ICHSTM: cameras contributing to driver/Cyclist tensions
(HealthDay)—The increasing use of cycling as a form of transport, coupled with advances in lightweight camera technology and video distribution have contributed to tensions between cyclists and drivers, according to research presented at the International Congress on the History of Science, Technology and Medicine, held from July 21 to 28 in Manchester, U.K.
Kah Chan, from the Victoria University of Wellington in New Zealand discussed ability of lightweight helmet- or bicycle-mounted point-of-view cameras to allow insight into traveling by bicycle and share the cyclists' point of view.
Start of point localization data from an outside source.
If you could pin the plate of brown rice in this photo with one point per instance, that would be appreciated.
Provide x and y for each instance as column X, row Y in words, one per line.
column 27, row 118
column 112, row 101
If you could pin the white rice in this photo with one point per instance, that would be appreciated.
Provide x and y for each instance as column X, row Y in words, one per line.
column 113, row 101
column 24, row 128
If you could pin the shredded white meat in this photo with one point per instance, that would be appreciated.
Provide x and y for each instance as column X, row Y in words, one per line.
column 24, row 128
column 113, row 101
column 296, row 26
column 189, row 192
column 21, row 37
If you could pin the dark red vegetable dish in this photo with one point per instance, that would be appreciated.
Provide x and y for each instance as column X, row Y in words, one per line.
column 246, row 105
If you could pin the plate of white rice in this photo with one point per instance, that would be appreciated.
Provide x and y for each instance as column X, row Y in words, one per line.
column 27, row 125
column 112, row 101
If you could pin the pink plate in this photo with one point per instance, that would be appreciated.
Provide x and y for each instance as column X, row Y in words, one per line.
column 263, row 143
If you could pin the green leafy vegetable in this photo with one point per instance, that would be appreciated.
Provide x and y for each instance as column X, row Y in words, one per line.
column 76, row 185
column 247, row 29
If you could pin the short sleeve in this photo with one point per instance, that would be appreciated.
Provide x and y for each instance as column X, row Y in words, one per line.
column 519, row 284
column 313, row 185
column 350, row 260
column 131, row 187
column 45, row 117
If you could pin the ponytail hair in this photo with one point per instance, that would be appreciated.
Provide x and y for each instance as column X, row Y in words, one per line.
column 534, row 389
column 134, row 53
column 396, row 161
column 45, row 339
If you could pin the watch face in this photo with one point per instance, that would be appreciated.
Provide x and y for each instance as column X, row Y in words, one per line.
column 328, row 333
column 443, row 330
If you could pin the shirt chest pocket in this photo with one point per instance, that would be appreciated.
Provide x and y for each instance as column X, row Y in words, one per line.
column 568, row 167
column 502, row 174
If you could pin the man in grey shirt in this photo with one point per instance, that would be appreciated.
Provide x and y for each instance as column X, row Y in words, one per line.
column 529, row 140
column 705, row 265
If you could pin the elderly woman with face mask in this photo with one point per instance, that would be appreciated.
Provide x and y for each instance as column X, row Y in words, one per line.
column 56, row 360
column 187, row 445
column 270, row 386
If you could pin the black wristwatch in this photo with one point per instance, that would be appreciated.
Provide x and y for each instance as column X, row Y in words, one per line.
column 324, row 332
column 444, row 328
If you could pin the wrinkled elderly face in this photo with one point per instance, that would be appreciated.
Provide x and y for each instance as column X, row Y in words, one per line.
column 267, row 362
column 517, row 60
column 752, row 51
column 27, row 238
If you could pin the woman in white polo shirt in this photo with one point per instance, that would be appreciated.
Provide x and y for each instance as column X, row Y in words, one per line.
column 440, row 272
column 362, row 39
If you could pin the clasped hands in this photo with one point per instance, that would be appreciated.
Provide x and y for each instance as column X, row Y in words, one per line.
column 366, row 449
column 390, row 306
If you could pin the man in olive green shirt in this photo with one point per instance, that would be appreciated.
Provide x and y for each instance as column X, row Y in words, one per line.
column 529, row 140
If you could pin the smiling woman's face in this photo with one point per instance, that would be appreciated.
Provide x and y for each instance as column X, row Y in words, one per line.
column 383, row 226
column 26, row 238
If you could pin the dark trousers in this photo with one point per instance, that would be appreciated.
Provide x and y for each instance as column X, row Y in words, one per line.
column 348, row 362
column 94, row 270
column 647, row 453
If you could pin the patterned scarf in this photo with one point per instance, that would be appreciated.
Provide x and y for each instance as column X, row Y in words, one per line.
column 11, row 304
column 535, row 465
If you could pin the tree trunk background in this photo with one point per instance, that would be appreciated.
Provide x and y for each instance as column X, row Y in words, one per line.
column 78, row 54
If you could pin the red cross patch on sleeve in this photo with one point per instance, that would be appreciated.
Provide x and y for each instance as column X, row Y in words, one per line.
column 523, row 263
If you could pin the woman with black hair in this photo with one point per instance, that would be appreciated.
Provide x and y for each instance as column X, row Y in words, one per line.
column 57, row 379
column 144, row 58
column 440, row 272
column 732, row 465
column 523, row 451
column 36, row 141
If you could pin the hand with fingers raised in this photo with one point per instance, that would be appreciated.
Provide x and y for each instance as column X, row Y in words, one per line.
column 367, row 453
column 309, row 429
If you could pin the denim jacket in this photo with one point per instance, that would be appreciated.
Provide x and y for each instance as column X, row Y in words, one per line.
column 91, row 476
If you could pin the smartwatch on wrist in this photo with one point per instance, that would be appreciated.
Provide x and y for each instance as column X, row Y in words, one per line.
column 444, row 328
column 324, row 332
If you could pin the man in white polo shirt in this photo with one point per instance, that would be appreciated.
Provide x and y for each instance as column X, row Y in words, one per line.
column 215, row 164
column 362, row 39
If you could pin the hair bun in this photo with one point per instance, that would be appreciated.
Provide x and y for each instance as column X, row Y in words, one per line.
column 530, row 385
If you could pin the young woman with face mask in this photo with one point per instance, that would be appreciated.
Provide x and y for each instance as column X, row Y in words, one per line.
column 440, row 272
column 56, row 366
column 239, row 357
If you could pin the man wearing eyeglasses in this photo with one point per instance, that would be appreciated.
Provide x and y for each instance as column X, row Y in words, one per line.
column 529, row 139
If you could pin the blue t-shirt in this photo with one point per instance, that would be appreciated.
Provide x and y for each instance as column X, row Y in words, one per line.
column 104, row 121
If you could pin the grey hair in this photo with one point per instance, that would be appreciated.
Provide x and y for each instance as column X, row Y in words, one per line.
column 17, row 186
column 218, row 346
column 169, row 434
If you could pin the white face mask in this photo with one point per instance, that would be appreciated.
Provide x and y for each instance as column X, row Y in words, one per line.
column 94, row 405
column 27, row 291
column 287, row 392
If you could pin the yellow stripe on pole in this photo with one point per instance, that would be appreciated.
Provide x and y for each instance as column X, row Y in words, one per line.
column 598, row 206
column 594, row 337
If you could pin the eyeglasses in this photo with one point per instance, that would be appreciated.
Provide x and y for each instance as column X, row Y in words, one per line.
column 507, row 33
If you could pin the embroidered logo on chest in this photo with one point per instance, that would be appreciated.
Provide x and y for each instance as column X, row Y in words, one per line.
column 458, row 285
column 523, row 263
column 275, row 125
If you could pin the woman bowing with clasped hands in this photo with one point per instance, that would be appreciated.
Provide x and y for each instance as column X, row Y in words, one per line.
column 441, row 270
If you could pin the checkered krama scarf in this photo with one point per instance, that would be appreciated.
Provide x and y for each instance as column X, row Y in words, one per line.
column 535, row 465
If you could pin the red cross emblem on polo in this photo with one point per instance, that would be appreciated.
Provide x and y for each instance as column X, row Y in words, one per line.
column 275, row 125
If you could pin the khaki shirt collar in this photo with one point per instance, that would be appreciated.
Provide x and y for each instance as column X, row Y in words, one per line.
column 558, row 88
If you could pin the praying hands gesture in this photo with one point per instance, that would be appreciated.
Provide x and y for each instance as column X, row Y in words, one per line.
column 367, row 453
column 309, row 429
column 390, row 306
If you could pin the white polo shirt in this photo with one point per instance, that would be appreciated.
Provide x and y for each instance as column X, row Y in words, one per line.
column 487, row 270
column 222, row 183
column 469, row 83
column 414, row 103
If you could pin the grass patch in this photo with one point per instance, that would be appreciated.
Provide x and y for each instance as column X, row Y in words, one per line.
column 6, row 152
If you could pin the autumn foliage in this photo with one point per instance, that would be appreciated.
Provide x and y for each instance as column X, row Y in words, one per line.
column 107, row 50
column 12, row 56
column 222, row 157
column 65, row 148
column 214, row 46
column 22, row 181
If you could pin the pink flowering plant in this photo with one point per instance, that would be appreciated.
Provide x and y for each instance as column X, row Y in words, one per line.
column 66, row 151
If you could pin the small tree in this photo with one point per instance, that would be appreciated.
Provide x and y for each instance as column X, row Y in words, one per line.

The author notes that there has been an increase in cycling as an active form of transport. This has occurred in many countries, including those that do not have a culture of cycling as a form of transport, and consequently are inadequately equipped for cyclists. The growing number of cyclists has contributed to higher inter-model tensions. In areas where these tensions are high, cyclists are increasingly using small action cameras placed on the helmet or handlebars. With the increasing popularity of video production and publication, videos, which often highlight negative driving behavior, are being shared and, consequently, negative stereotypes are being reinforced.
"Lack of infrastructure, lack of training of cycle skills for new or returning cyclists, and lack of experience for drivers on safe interactions with cyclists means there is a significant increase of tension between road users," Chan writes. "Each mode of transport is unsure of how to best behave with one another, leaving awkward standoffs at best, or fatal altercations at worst. Cyclists for obvious reasons inevitably come off worse in an accident."